Peoplesoft、そしてRetekを傘下に加えたOracle。同社の幹部2人が、次なる統合アーキテクチャ「Fusion」の詳細と同社の方針を明らかにした。

[IDG Japan]
IDG

 4月18日、Oracleの2人の幹部がニューヨークでアナリストおよび顧客との会見に臨んだ。

 これは、Oracleの最近の買収熱、および買収製品を統合した「Fusion」と呼ばれるアプリケーションセットの計画に懸念を抱く人々を安心させるために企画された同社の巡回ツアーの一環として行われた。

 「次々と企業を買収するという、この半年間の奇怪な行動の背景には、何か戦略があるのだろうか、それともそれがOracleの本来の姿なのだろうか――だれもがそのような疑問を抱いているのを私は知っている」。Oracleのチャールズ・フィリップス社長はイベント初日の会見でこのように語った。

 フィリップス氏とOracleのアプリケーション開発責任者のジョン・ウーキー氏は、Oracleが1月にFusionのロードマップを発表したときに示した方針を改めて強調した。

 その方針とは、2006年に3つのアプリケーションライン(OracleのE-Business Suite、PeopleSoft Enterprise、そして元J.D. EdwardsのEnterpriseOne)のメジャーアップデートをもう1回行い、2008年には新しいJavaベースのアーキテクチャをベースとして開発されるアプリケーションセット「Fusion」をリリースするというものだ。

 Oracle幹部によると、各製品ラインのユーザーは、通常のアプリケーションアップグレードを行うのと同じくらいスムーズにFusionにアップグレードできるという。

サポート、そしてライセンスは?

 Fusionの計画を発表して以来、Oracleの幹部らはPeopleSoft製品のサポート計画に関して一貫したメッセージを伝えるよう気を配ってきた。これは、物議を醸した合併が完了する前、PeopleSoftの顧客が同社のERP(Enterprise Resource Planning)技術の不透明な将来をめぐって混乱・狼狽したという記憶が幹部らの脳裏に残っているからだ。

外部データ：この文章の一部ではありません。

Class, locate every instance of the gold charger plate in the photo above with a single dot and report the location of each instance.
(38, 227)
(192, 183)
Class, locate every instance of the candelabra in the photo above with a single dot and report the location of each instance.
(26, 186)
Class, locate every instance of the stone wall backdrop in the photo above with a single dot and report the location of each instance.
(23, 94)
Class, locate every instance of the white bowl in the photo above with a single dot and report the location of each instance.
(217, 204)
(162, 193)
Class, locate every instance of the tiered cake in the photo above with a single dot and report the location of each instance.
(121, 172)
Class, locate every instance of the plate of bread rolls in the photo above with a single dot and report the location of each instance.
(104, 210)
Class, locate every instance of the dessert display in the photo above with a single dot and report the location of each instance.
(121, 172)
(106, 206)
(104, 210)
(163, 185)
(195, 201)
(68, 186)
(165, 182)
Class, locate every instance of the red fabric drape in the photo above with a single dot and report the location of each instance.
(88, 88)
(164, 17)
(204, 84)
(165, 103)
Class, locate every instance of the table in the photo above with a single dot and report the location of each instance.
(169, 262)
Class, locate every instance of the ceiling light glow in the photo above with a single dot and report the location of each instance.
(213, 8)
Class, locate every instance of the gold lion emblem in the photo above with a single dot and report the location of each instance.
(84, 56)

 しかし異質なアプリケーションアーキテクチャを融合する具体的な方法については、これまでOracleは「まだ決定していない」と答えることが多かった。

 4月18日のイベントでは、あるユーザーが「Oracleはデータベースのサポートの違いにどう対処するのか」と質問した。PeopleSoftは数種類のデータベースをサポートしているため、ビジネスロジックの多くを別の場所に保存しているのに対し、Oracleはデータベースレイヤにビジネスロジックの大部分を組み込んでいる。

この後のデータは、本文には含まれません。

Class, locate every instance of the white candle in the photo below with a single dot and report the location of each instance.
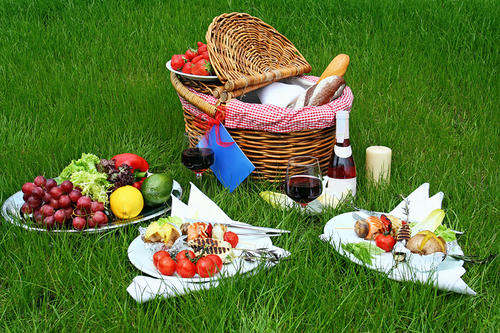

 フィリップス氏は質問に対し、「Oracleは幾つかのオプションについて顧客と話し合っているところであり、これから決定する予定だ」と答えた。

 「この問題が顧客にとってどれくらい重要なのか確認する必要があると判断した。データベースの最適化や活用という面では、まだまだ改良することができる。しかし無数のデータベース構成でそうすることはできない」とフィリップス氏は語った。

 ウーキー氏によると、Oracleではビジネスロジックの多くをミドルウェアレイヤに移すことを検討しており、それによって問題が解消される可能性もあるという。

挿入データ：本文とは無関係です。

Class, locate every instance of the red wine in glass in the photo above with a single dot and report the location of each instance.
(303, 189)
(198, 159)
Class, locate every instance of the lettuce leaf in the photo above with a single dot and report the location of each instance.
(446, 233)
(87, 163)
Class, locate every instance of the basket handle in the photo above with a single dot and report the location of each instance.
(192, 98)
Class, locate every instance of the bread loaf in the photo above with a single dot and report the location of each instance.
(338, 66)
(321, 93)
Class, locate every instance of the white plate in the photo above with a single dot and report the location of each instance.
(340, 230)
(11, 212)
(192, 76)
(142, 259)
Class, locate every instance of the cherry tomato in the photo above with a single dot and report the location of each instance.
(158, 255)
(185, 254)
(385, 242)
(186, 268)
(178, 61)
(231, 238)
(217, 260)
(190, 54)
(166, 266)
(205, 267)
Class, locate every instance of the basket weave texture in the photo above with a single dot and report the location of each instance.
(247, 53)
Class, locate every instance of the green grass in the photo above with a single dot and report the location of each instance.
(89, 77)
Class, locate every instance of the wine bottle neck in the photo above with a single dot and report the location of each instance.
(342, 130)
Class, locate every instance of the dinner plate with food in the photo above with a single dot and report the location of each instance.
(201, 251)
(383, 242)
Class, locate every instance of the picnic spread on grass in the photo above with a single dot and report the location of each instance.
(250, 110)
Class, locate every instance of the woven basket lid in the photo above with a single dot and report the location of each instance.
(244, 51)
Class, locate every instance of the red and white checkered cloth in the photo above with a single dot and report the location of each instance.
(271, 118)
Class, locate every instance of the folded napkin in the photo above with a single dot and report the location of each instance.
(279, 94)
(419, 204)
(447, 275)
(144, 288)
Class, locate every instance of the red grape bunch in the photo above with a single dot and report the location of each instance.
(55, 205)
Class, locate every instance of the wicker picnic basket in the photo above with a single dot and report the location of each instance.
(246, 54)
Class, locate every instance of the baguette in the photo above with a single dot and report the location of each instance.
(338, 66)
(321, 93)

 またOracleでは、Fusionにバンドルするデータベースを自社のソフトウェアだけに限定する方針であり、以前のようにIBMのDB2は提供しない。その代わり、IBMやほかのデータベースベンダーと協力して、それぞれの製品がFusionアプリケーションで利用できることを認証するという。

 フィリップス氏によると、Oracleは現在も買収したすべての製品を引き続き販売しており、PeopleSoftの価格方式をOracleの方式に合わせる準備を進めているという。

 Oracleは自社のソフトウェアで標準的なライセンス価格方式を採用しており、Webサイト上で価格リストを公表している。これに対し、PeopleSoftの場合は、顧客企業の規模や業種、年商などの要素に基づいてソフトウェアのライセンス価格が異なるという複雑な価格体系を自社製品で採用していた。

 「現在、PeopleSoftのライセンスを購入している顧客には、まだPeopleSoftのライセンス方式が適用されるが、数カ月以内には、Oracleの価格リストにPeopleSoftの製品も追加する予定だ」とフィリップス氏は述べた。